BackBlaze LogoThe latest BackBlaze drive stats report was released today.  This quarterly reports offer invaluable insight into real-world, hard-use hard drive statistics.

If you’re not familiar with BackBlaze, they’re a mid-tier storage company, offering two main products: PC backups and cloud storage buckets (B2).  I’ve been a customer for many years, and while I wouldn’t necessarily be an investor, their service has been rock solid for me.

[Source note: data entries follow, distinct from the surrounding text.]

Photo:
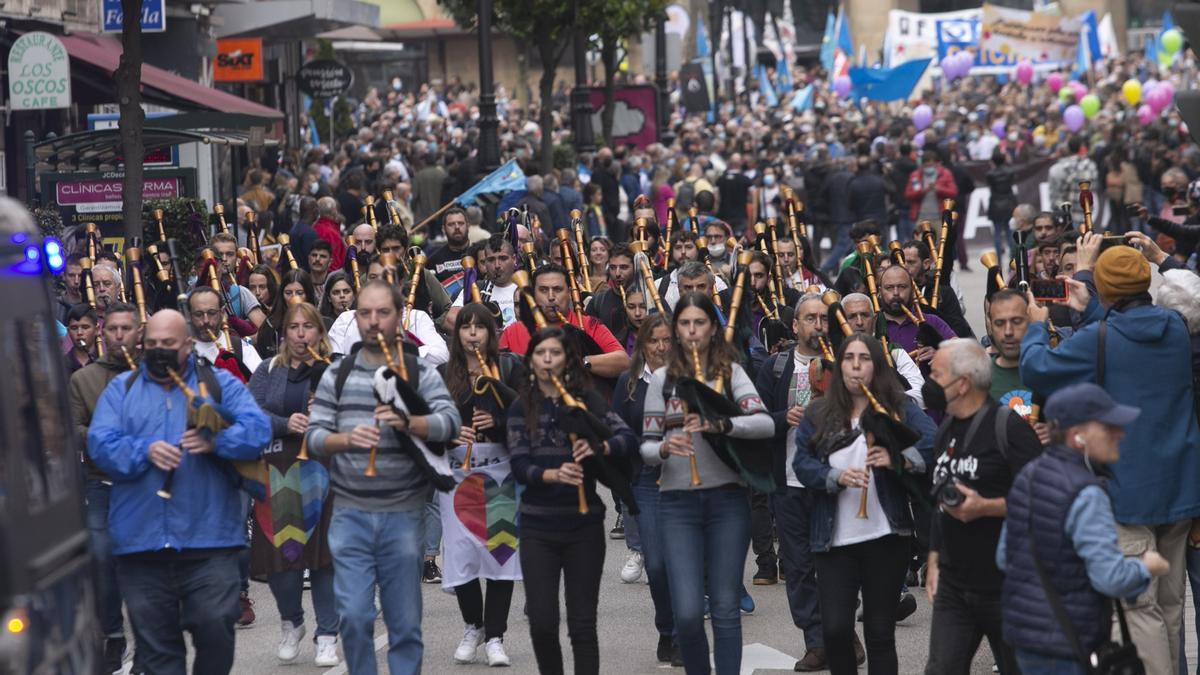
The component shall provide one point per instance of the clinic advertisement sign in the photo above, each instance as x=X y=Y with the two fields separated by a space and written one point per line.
x=39 y=73
x=154 y=16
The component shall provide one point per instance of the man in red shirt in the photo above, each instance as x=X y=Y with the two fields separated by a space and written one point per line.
x=553 y=298
x=329 y=230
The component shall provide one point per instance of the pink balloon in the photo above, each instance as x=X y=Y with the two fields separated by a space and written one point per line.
x=1024 y=72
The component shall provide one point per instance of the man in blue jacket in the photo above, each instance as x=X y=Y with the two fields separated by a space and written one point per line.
x=1141 y=356
x=177 y=560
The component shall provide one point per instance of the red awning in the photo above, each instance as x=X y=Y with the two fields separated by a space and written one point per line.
x=105 y=53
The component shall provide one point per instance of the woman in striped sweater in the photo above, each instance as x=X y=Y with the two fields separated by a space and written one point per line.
x=558 y=541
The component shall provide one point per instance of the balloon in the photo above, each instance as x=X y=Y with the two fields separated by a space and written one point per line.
x=1090 y=105
x=922 y=115
x=1073 y=118
x=1024 y=72
x=1132 y=91
x=1171 y=41
x=841 y=87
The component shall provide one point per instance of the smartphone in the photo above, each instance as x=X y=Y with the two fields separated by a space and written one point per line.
x=1049 y=290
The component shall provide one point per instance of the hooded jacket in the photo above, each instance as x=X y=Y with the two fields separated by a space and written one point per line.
x=1147 y=364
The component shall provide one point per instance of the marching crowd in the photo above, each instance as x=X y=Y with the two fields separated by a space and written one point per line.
x=369 y=382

If you’re going to be a storage provider, you need hard drives.  Lots of hard drives.  BackBlaze uses BackBlaze Pods, which are custom rackmount units stuffed with drives.  They publish all the specs online in case you want to build one for yourself, including blueprints, YouTube videos, etc.  The latest 6.0 pod has 60 drives, with 480TB of storage, costing BackBlaze about $.036 per GB.  Keep in mind they buy them in sets of 500 and order 200,000+ hard drives per year, so they’re racking up (pun intended!) a lot of volume savings.  Their cost is about $8,733 per pod.

The Report

With hundreds of thousands of hard drives in use, BackBlaze is positioned to analyze the performance of these drives and their failure rates.  You can even download the raw data yourself.

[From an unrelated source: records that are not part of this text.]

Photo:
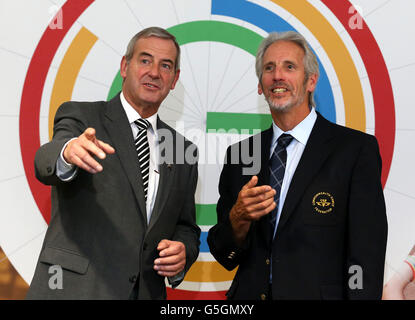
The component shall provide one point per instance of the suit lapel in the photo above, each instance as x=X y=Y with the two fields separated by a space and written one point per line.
x=315 y=153
x=264 y=224
x=165 y=185
x=119 y=130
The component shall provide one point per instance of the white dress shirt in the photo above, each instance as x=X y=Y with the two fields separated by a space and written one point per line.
x=301 y=133
x=67 y=172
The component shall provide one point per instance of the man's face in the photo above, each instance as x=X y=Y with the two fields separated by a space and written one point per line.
x=150 y=74
x=283 y=77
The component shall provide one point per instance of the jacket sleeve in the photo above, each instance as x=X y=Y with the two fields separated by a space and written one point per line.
x=220 y=238
x=367 y=225
x=187 y=230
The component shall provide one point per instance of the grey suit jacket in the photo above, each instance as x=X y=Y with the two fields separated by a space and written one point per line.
x=98 y=233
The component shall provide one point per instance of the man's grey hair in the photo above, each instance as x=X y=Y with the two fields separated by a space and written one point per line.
x=310 y=59
x=153 y=32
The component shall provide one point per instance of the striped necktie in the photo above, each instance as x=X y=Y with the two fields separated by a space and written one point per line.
x=143 y=151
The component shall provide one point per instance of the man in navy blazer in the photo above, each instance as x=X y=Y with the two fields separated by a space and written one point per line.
x=319 y=229
x=110 y=236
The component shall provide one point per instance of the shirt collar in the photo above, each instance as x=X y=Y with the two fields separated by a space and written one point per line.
x=133 y=115
x=300 y=132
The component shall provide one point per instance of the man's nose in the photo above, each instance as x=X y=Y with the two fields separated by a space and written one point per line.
x=278 y=74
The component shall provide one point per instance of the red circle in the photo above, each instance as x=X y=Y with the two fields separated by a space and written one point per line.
x=379 y=81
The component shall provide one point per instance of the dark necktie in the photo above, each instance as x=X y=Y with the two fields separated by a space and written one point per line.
x=143 y=152
x=277 y=169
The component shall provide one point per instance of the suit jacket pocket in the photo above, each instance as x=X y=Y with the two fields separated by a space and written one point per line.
x=68 y=260
x=332 y=292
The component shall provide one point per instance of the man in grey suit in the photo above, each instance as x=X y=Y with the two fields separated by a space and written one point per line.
x=117 y=230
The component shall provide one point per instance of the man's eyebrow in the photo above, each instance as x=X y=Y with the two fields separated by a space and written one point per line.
x=145 y=54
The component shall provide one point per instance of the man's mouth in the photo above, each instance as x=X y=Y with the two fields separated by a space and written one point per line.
x=151 y=85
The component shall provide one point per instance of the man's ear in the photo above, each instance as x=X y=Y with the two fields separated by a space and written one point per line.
x=312 y=82
x=176 y=77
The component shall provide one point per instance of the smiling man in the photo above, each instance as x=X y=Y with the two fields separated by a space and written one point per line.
x=311 y=224
x=123 y=218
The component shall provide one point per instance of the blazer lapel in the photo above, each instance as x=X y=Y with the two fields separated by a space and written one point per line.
x=315 y=153
x=119 y=130
x=165 y=185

My personal biases seem confirmed when reading this report: Western Digital has much lower failure rates than Seagate.  Lifetime, the worst WDC drive is at about a .93% failure rate, while some Seagates are over 2% and one is at nearly 6%.  I’ve sworn by WDC Black drives for years so happy to see them performing well at scale.

Of course, any individual drive could perform outside the mean.  My own experiences bear that out.  I’ve had some that fail before the end of the five-year warranty and others that crank on into years seven and eight.

Still, if you’re shopping for hard drives, the report is a valuable index tool.  Think of it as Consumer Reports Ratings for hard drives.